A "strict" relational database doesn't suit this task well because you're left with a choice of:
Different tables for each object type with a columns for each attribute that applies to that particular object type
A single table for all object types, with columns for each attribute, most of which aren't used for any given object type
A child table, one row for each attribute
Before moving on to a good general solution., let's discuss these:
1. Different tables for each object type
This is a non-starter. The problems are:
high maintenance cost: you must create a new table every time you add a new object type to your app
painful queries: you must join to every table, either horizontally - every table joined into one enormously long row, or vertically in a series unioned joins, leading to a sparse array (see option 2)
2. A single table for all object types
Although you're dealing with a sparse array, if most object types use most of the attributes (ie it's not that sparse), this is a good option. However, if the number of different attributes across your domain is high, and/or most attributes aren't used by all types, you have to add columns when introducing a new type, which although better than adding tables, still requires a schema change for a new type = high maintenance
3. A child table
This is the classic approach, but the worse to work with, because you either have to run a separate query to collect all the attributes for each object (slow, high maintenance), or write separate queries for each object type, joining to the child table once for each attribute to flatten out the many rows into one row for each object, effectively resulting in option 1, but with an even higher maintenance cost writing the queries
None of those are great options. What you want is:
One row per object
Simple queries
Simple schema
Low maintenance
A document database, such as Elasticsearch gives you all of this out of the box, but you can achieve the same effect with a relational database by relaxing "strictness" and saving the whole object as json in a single column:
create table object (
id int, -- typically auto incrementing
-- FK to parent - see below
json text -- store object as json
);
BTW, postgres would be a good choice, because it has native support for json via the json datatype.
I have used this several times in my career, always successfully. I added a column for the object class type (in a java context):
create table object (
id int,
-- FK to parent - see below
class_name text,
json text
);
and used a json library to deserialize the json using the specified class into an object of that class. Whatever language you're using will have a way of achieving this idea.

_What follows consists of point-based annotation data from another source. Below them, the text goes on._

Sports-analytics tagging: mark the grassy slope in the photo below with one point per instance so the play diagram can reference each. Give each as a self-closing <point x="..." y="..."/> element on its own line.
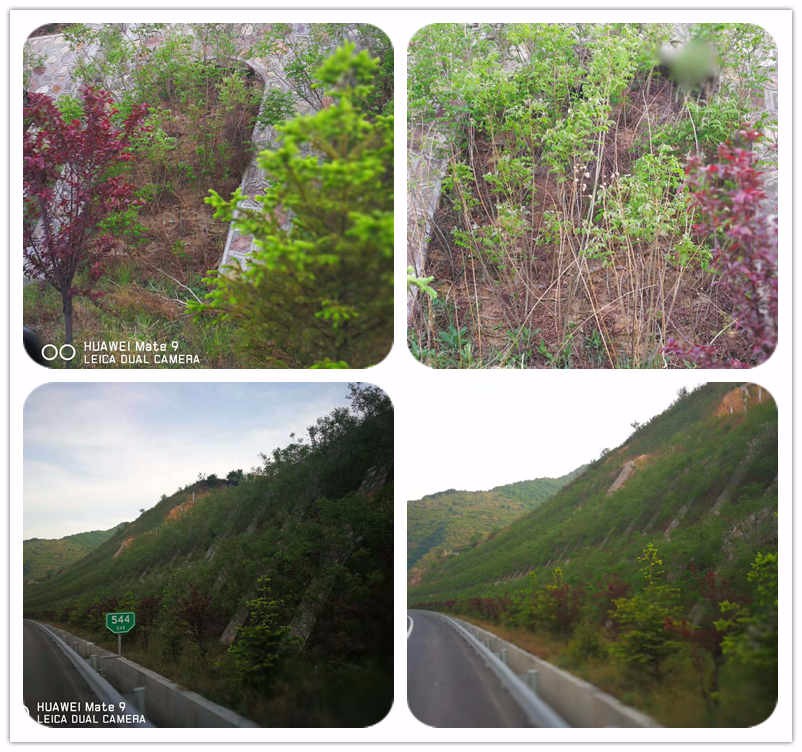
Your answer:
<point x="288" y="527"/>
<point x="452" y="521"/>
<point x="43" y="557"/>
<point x="693" y="459"/>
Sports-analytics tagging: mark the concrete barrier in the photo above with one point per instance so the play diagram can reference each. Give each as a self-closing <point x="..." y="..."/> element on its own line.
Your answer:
<point x="165" y="703"/>
<point x="577" y="701"/>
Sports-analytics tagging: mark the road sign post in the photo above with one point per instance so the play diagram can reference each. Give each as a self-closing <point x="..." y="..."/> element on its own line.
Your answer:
<point x="120" y="623"/>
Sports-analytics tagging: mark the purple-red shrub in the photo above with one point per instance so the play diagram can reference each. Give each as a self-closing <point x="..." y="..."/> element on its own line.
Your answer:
<point x="733" y="219"/>
<point x="72" y="181"/>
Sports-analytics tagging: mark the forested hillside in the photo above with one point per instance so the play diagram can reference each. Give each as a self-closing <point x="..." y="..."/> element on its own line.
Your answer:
<point x="269" y="592"/>
<point x="43" y="558"/>
<point x="653" y="573"/>
<point x="449" y="522"/>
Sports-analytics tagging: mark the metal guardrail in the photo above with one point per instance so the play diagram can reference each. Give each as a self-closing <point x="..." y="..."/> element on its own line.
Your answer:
<point x="104" y="691"/>
<point x="537" y="712"/>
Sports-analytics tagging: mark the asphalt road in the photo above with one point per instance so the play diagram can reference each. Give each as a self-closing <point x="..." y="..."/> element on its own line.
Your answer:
<point x="49" y="677"/>
<point x="448" y="685"/>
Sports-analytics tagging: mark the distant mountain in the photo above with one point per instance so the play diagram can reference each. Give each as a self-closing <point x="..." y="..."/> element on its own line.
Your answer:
<point x="44" y="557"/>
<point x="270" y="592"/>
<point x="699" y="480"/>
<point x="450" y="522"/>
<point x="654" y="573"/>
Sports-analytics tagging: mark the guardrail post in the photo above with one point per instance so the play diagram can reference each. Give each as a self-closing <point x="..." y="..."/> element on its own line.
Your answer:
<point x="139" y="698"/>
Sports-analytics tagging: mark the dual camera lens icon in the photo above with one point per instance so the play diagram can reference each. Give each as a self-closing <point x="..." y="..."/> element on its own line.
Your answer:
<point x="51" y="352"/>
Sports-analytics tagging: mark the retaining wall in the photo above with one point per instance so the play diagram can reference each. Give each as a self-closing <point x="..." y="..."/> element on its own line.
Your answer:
<point x="165" y="703"/>
<point x="578" y="701"/>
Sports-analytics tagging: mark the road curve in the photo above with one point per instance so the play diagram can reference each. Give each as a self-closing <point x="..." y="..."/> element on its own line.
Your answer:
<point x="448" y="685"/>
<point x="53" y="690"/>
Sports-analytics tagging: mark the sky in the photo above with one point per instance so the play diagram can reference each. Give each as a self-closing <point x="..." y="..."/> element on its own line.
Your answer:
<point x="95" y="454"/>
<point x="491" y="435"/>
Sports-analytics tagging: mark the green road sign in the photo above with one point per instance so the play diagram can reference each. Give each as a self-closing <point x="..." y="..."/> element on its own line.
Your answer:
<point x="120" y="622"/>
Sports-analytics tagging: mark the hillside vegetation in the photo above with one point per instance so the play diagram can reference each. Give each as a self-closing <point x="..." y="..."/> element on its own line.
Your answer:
<point x="42" y="558"/>
<point x="450" y="522"/>
<point x="607" y="195"/>
<point x="270" y="592"/>
<point x="654" y="572"/>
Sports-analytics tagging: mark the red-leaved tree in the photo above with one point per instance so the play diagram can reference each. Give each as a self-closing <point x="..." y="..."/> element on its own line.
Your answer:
<point x="734" y="218"/>
<point x="73" y="179"/>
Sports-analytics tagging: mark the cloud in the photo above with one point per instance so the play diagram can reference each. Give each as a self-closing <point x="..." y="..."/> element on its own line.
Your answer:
<point x="97" y="453"/>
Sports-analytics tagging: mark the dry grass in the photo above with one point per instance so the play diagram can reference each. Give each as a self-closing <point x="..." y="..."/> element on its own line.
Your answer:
<point x="541" y="297"/>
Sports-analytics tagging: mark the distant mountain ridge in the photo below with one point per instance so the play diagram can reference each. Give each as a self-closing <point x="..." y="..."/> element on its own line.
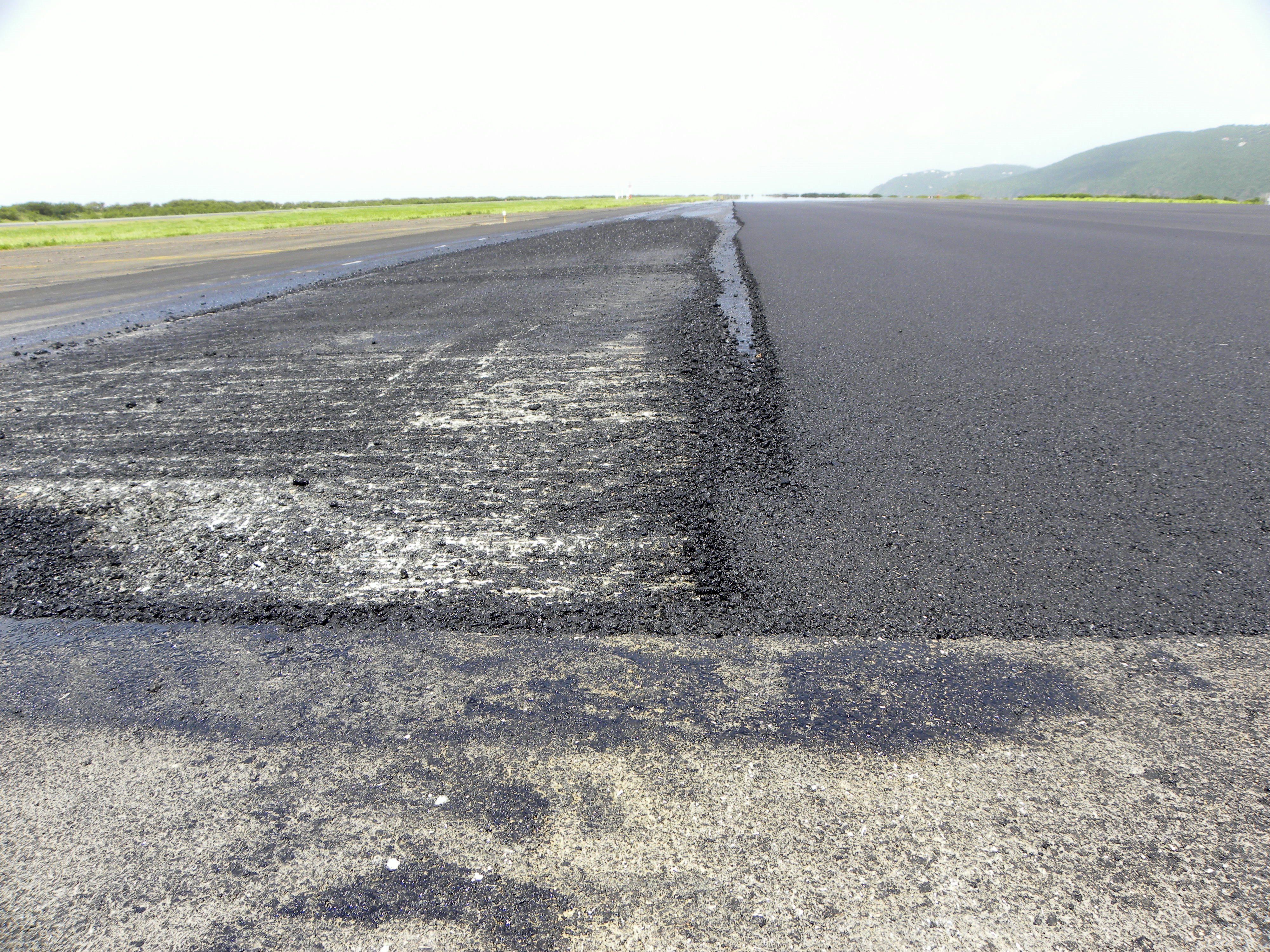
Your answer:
<point x="1225" y="162"/>
<point x="937" y="182"/>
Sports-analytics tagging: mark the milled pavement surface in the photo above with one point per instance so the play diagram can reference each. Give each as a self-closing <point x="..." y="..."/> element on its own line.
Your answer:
<point x="417" y="616"/>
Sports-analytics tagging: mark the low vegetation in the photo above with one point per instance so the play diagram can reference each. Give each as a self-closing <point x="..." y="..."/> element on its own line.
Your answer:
<point x="87" y="230"/>
<point x="1088" y="197"/>
<point x="65" y="211"/>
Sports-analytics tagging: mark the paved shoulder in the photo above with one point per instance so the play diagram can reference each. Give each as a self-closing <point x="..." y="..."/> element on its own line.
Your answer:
<point x="1017" y="420"/>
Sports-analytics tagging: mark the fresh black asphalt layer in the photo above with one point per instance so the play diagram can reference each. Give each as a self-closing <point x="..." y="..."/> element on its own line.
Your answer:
<point x="1013" y="420"/>
<point x="371" y="618"/>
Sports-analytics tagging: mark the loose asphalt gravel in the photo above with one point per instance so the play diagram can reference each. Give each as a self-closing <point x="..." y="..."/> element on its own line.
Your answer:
<point x="506" y="601"/>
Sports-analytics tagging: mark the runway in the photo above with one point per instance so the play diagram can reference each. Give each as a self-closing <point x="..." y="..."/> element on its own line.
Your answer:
<point x="78" y="291"/>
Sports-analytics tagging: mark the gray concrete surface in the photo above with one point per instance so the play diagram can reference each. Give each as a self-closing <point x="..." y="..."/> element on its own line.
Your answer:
<point x="477" y="704"/>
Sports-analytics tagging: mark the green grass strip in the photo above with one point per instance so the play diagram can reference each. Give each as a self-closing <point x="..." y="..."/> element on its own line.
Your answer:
<point x="1193" y="200"/>
<point x="91" y="230"/>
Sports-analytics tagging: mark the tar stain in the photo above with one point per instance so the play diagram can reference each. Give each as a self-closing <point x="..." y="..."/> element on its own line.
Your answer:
<point x="43" y="557"/>
<point x="519" y="915"/>
<point x="897" y="696"/>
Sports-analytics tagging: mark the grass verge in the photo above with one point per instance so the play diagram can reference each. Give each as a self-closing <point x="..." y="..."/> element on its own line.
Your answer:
<point x="92" y="230"/>
<point x="1192" y="200"/>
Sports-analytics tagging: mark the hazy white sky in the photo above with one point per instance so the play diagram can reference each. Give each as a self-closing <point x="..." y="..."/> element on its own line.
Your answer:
<point x="142" y="101"/>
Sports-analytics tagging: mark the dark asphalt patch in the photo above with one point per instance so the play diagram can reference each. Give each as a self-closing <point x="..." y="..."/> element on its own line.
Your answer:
<point x="519" y="915"/>
<point x="1010" y="421"/>
<point x="277" y="689"/>
<point x="496" y="441"/>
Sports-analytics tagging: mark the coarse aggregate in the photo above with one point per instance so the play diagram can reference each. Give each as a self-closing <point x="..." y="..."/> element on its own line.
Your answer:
<point x="557" y="671"/>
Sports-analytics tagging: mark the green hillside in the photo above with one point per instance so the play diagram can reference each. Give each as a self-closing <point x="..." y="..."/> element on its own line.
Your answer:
<point x="1226" y="162"/>
<point x="937" y="182"/>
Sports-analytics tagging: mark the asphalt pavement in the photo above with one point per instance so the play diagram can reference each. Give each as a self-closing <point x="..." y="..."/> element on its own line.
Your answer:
<point x="72" y="293"/>
<point x="552" y="596"/>
<point x="1014" y="420"/>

As for the hierarchy, a relational database does this well. From the canvas:
create table canvas (
id int,
-- various attributes
);
If objects are not reused:
create table object (
id int,
canvas_id int not null references canvas,
class_name text,
json text,
layer int not null
);
If objects are reused:
If objects are not reused:
create table object (
id int,
class_name text,
json text
);
create table canvas_object (
canvas_id int not null references canvas,
object_id int not null references object,
layer int not null
);
You have many options as shown below.
There is not much difference in which one you pick, but I would avoid the multi-table design which is the one you said. An object type with 100 properties would be scattered in 101 tables for no gain. 101 disk page accesses for each object type being read. That's unnecessary (if those pages are cached then this problem would be lesser than otherwise but is still waste).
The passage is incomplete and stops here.